Когда Волку уже начало казаться, что немая сцена слишком затянулась, безволосый величественно простер руку в его направлении — так, вероятно, правители древности указывали толпе своих грядущих преемников… Волк усилием воли подавил желание оглянуться.
— Вот тот, о ком я вам говорил, — прогремел Таран. — Темная лошадка, о которой многие из присутствующих сплетничают уже очень давно… Гладиатор, истинные возможности которого известны только мне. — Таран опустил руку и обвел толпу многозначительным взглядом. — Я, Хэнк Таран, заявляю: этот боец может уложить на пол Ямы любого из вас… А в особенности, — рука Тарана вновь поднялась, но на сей раз обратилась в сторону группки вооруженных людей, среди которых Курт не узнал ни одной физиономии, — в особенности любого гладиатора из школы Джона Стивенсона по прозвищу Клинок.
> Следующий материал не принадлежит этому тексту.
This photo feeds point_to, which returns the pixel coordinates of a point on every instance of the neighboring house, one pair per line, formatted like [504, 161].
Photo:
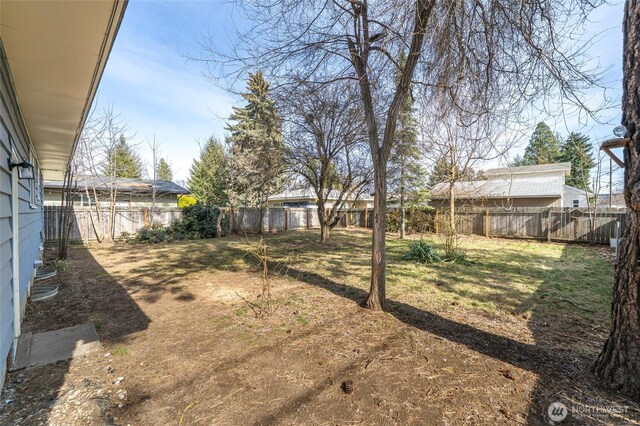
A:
[52, 55]
[306, 198]
[527, 186]
[617, 200]
[129, 192]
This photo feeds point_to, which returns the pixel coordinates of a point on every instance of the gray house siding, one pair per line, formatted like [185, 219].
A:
[15, 143]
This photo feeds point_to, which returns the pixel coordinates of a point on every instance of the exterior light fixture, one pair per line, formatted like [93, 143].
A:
[25, 169]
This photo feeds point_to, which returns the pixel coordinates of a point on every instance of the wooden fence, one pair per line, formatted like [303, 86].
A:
[554, 224]
[535, 223]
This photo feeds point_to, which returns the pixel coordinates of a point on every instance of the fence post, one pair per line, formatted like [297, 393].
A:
[366, 216]
[486, 223]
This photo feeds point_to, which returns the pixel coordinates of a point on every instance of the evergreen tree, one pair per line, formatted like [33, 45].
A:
[577, 150]
[123, 161]
[257, 148]
[406, 173]
[543, 147]
[209, 178]
[164, 171]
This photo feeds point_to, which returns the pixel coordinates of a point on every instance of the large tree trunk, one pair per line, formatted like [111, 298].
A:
[324, 231]
[402, 210]
[376, 297]
[452, 206]
[618, 365]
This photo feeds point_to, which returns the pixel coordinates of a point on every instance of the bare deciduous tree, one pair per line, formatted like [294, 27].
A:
[326, 145]
[618, 365]
[98, 141]
[495, 49]
[460, 141]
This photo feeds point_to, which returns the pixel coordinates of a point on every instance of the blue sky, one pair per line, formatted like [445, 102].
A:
[150, 83]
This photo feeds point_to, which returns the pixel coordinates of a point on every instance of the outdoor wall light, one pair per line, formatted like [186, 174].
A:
[619, 142]
[25, 169]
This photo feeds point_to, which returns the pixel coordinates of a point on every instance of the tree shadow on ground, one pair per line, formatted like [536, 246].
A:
[87, 293]
[563, 374]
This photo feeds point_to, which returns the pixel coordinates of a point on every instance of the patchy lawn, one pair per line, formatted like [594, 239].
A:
[494, 339]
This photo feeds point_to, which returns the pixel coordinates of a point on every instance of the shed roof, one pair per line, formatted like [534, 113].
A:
[104, 183]
[309, 194]
[537, 168]
[502, 187]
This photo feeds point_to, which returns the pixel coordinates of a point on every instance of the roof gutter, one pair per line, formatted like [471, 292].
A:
[105, 50]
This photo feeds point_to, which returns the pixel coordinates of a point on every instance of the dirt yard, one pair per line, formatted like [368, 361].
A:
[491, 340]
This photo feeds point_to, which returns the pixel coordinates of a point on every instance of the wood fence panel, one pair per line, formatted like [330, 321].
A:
[560, 224]
[297, 218]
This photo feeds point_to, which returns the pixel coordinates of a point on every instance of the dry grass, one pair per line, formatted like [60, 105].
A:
[492, 340]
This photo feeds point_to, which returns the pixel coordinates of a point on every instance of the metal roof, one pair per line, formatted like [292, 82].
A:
[503, 187]
[538, 168]
[103, 183]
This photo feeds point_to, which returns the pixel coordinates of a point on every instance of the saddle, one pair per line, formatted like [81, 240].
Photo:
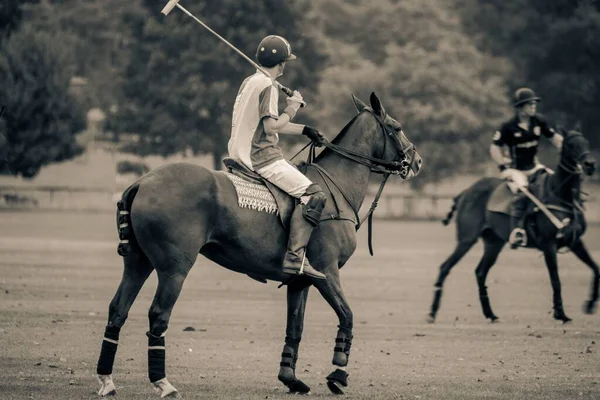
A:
[285, 202]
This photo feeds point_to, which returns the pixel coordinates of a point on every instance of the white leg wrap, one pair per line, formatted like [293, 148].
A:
[107, 386]
[164, 388]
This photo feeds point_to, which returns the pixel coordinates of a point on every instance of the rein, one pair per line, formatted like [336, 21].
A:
[376, 165]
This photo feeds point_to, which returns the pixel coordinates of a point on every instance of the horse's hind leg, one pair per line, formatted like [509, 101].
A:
[297, 294]
[492, 247]
[461, 249]
[552, 265]
[136, 270]
[171, 276]
[583, 254]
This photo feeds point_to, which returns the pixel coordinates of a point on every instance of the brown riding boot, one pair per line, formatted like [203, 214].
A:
[518, 236]
[295, 261]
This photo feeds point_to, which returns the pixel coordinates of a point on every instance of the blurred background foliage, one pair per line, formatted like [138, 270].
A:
[446, 69]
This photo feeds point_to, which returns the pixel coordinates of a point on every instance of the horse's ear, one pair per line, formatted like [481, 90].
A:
[358, 103]
[376, 104]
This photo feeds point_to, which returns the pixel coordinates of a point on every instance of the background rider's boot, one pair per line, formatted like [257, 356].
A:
[518, 236]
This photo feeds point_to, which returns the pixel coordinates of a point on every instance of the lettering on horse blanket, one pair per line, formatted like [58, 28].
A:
[252, 195]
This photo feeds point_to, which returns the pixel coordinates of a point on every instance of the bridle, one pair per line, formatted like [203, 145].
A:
[377, 165]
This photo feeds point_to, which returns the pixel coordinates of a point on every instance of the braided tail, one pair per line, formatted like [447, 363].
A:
[126, 236]
[450, 214]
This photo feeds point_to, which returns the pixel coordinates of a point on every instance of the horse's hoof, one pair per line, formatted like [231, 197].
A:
[334, 387]
[336, 380]
[589, 307]
[165, 389]
[107, 386]
[561, 316]
[297, 387]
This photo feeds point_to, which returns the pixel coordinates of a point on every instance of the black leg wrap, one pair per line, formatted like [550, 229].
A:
[335, 379]
[287, 368]
[341, 351]
[108, 350]
[156, 357]
[298, 387]
[124, 229]
[437, 299]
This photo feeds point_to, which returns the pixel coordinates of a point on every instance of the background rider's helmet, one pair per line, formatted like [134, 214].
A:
[524, 95]
[273, 50]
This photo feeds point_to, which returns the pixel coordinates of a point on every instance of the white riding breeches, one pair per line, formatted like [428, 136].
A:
[518, 179]
[286, 177]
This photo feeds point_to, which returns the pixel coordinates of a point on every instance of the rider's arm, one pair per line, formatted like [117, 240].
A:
[282, 125]
[496, 149]
[550, 133]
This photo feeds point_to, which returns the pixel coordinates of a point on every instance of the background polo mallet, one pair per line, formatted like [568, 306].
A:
[175, 3]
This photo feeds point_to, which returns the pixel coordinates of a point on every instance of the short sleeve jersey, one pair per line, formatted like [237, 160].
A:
[523, 143]
[249, 144]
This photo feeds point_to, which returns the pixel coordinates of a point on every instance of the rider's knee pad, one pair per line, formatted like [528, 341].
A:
[313, 201]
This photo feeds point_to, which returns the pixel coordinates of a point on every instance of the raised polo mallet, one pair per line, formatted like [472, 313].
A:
[175, 3]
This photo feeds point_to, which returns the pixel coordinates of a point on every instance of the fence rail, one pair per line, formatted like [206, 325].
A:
[390, 206]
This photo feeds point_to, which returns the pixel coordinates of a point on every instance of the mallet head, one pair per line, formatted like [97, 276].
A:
[170, 5]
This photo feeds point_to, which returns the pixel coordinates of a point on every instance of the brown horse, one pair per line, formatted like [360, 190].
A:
[178, 211]
[560, 192]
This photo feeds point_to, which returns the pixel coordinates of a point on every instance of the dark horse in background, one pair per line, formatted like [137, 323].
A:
[476, 217]
[173, 213]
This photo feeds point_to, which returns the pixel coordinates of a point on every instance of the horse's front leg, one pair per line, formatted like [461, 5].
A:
[297, 294]
[552, 265]
[579, 249]
[332, 292]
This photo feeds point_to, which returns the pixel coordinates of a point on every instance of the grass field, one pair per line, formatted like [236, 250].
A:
[58, 272]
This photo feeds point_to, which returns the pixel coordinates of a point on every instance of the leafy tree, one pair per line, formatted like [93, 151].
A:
[41, 116]
[11, 16]
[181, 80]
[430, 75]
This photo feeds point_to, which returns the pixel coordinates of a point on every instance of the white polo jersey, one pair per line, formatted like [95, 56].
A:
[249, 143]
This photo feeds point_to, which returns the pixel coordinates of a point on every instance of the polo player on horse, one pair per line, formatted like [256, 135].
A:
[521, 134]
[255, 126]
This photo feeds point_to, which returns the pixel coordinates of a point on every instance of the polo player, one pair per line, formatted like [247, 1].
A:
[255, 129]
[521, 134]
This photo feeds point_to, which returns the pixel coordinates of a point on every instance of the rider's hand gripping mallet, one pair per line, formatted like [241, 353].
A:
[175, 3]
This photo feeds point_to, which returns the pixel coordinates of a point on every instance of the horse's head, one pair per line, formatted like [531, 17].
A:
[575, 153]
[401, 150]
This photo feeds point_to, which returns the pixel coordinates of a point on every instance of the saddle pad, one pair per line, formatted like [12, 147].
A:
[252, 195]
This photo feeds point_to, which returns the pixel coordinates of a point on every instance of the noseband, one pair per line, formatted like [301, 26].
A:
[380, 165]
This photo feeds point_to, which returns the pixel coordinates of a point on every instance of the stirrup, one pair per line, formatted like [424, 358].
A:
[515, 241]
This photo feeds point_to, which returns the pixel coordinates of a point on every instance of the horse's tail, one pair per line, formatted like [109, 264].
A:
[450, 214]
[126, 235]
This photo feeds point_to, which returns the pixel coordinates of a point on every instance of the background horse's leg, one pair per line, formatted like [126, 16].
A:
[170, 282]
[136, 270]
[332, 292]
[297, 294]
[552, 265]
[492, 247]
[579, 249]
[461, 249]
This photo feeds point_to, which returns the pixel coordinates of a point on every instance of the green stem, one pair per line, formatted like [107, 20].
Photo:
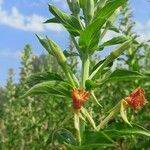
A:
[85, 68]
[109, 117]
[69, 77]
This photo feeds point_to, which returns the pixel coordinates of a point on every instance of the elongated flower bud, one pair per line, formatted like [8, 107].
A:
[79, 96]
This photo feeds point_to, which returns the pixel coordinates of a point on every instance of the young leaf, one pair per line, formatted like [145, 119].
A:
[89, 38]
[43, 76]
[111, 57]
[71, 23]
[114, 41]
[122, 75]
[117, 75]
[56, 88]
[121, 130]
[89, 146]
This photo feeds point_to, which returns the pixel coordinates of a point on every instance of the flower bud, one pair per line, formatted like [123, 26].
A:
[79, 96]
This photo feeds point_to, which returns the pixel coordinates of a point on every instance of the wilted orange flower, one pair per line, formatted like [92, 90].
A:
[136, 99]
[79, 96]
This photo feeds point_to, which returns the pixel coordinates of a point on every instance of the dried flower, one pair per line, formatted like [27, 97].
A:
[136, 99]
[79, 96]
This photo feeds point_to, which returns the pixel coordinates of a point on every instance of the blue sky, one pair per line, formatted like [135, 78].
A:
[21, 19]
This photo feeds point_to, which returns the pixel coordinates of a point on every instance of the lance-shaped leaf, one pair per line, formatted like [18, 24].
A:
[55, 88]
[70, 22]
[111, 57]
[116, 76]
[120, 130]
[53, 48]
[43, 76]
[113, 41]
[89, 38]
[89, 146]
[56, 51]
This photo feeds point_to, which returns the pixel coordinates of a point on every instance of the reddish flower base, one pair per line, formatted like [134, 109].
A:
[79, 96]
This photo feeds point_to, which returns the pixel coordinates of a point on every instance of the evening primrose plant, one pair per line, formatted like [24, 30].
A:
[87, 25]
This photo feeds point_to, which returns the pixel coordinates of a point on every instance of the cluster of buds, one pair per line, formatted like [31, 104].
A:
[136, 99]
[79, 96]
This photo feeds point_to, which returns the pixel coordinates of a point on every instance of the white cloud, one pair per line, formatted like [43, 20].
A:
[33, 23]
[10, 54]
[143, 30]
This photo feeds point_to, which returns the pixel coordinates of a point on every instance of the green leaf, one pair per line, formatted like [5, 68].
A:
[62, 136]
[53, 49]
[114, 41]
[117, 75]
[89, 146]
[122, 75]
[89, 38]
[43, 76]
[55, 88]
[70, 22]
[121, 130]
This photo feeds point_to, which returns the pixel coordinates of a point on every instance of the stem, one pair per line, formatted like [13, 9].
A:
[109, 117]
[69, 77]
[77, 126]
[85, 68]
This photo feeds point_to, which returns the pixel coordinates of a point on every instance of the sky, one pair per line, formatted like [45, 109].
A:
[21, 19]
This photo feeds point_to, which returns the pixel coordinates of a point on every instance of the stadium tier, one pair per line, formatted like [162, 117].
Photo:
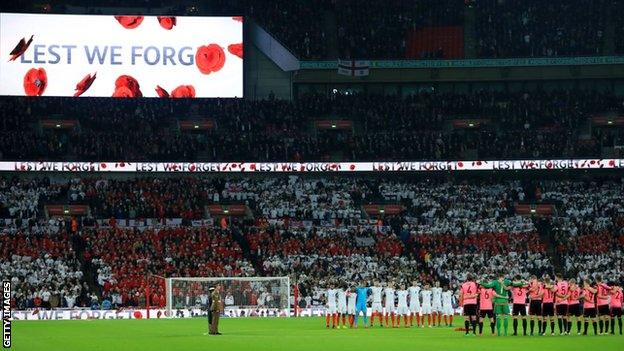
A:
[314, 230]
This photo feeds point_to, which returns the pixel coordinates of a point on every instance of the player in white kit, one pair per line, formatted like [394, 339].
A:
[342, 307]
[351, 298]
[332, 308]
[402, 309]
[447, 307]
[436, 307]
[426, 305]
[414, 293]
[389, 305]
[376, 291]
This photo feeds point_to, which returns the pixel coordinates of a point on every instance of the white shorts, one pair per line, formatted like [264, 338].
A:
[376, 307]
[402, 310]
[437, 307]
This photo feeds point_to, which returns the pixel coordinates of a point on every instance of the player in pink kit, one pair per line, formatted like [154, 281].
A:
[561, 304]
[536, 293]
[519, 292]
[574, 306]
[589, 306]
[602, 301]
[616, 307]
[486, 309]
[468, 299]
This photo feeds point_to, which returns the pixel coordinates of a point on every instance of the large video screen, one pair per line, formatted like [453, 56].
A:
[121, 56]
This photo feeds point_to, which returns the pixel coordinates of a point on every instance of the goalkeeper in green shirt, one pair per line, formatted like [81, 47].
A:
[501, 287]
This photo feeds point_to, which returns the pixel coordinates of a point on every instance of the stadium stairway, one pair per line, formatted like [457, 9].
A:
[239, 236]
[470, 33]
[544, 229]
[330, 27]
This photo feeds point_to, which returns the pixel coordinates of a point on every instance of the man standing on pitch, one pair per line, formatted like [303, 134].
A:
[215, 309]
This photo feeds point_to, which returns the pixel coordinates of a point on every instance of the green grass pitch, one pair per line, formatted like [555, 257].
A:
[258, 334]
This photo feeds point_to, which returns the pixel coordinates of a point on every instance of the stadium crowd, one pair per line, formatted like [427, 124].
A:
[510, 125]
[327, 29]
[312, 229]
Я, Хэнк Таран, делаю ставку — один против четырех. Мой парень — против четырех бойцов Джона Стивенсона. Идет?
Повисло молчание. Многие повернули головы в ту сторону, куда указывал палец Тарана, как раз в тот момент, когда там грянул взрыв хохота. Парни, вооруженные разномастным холодным оружием, смеялись над тем, что сказал Хэнк Таран. Но смех этот был очень уж натянутым и напряженным. Так люди смеются не потому, что им весело, а скорее желая продемонстрировать свое отношение к говорящему.
Поэтому Таран ничего не сказал на это. Он знал цену собственным словам. И это поняли все остальные — раздавшиеся в толпе редкие смешки тут же потонули в наступившем молчании.
Курт вновь поглядел на незнакомцев.
Только сейчас он заметил несколько немаловажных деталей. У серой стены здания лежали двое, которым сейчас было явно не до веселья. Один баюкал правую руку, вывернутую в плече под неестественным углом. Другой лежал без движения — бок его был перевязан.
Как можно было предположить, предыдущие “пари” прошли для школы Клинка отнюдь не безболезненно.
И, во-вторых, этих гладиаторов никто НЕ ОХРАНЯЛ. У них было оружие, но в то же время не было оков или электрошоковых ошейников. Более того, эти парни вовсе не походили на людей, недовольных своим положением, в отличие от гладиаторов Хэнка Тарана, глаза которых так и бегали в поисках выхода.